The new FBI investigation into the allegations against Supreme Court nominee Brett Kavanaugh is mostly pointless. It seems unlikely that another week of digging will unearth the smoking gun evidence that Democrats are desperate to find. But anything besides that will never satisfy them. So, to prepare for the FBI's inconclusive results, they're finding other aspects of this circus to gripe about.
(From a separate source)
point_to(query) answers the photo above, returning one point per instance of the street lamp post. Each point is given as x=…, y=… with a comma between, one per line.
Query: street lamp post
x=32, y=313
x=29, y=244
RELATED: Let's stop pretending the accusation against Brett Kavanaugh is credible

On Monday, Rep. Elijah Cummings, a Maryland Democrat, insisted Kavanaugh should take a lie detector test. After all, Cummings said, Ford took one. Sure, the test was paid for by her lawyers and the law firm was recommended to Ford by Sen. Dianne Feinstein's office. But other than those factors, it was a totally legitimate lie detector test. Of course, there is the very small issue that lie detector tests are not even close to being 100 percent accurate.

The American Psychological Association says:

Most psychologists agree that there is little evidence that polygraph tests can accurately detect lies.

Ford is a psychologist. You'd think she might have put a little less emphasis on her polygraph test.

The question is, why stop at a lie detector test? Especially if they're known not to be 100 percent accurate. How else can we learn the truth about Kavanaugh? He says he coaches youth basketball, for instance, but has anyone given him a written test on basketball rules and strategy? If not, the Judiciary Committee should be ashamed of itself. Such a test would give us a better idea whether he has what it takes to sit on the Supreme Court.

Yes, Kavanaugh has been a federal judge for 12 years, but has anyone actually seen his elementary school report cards? How do we know he even went to elementary school?

And another thing – according to Kavanaugh's calendar from 1982, he went to see "Rocky III" and "Grease II" in the same week. But what's the deeper meaning of that? Is he a Rocky kind of guy or a Grease kind of guy? And how would that impact his opinion on Supreme Court cases?

Sure, he might have a previous Senate confirmation under his belt, hours of new testimony, and written answers to 1,300 questions, but there is so much vital information we still don't know about Kavanaugh.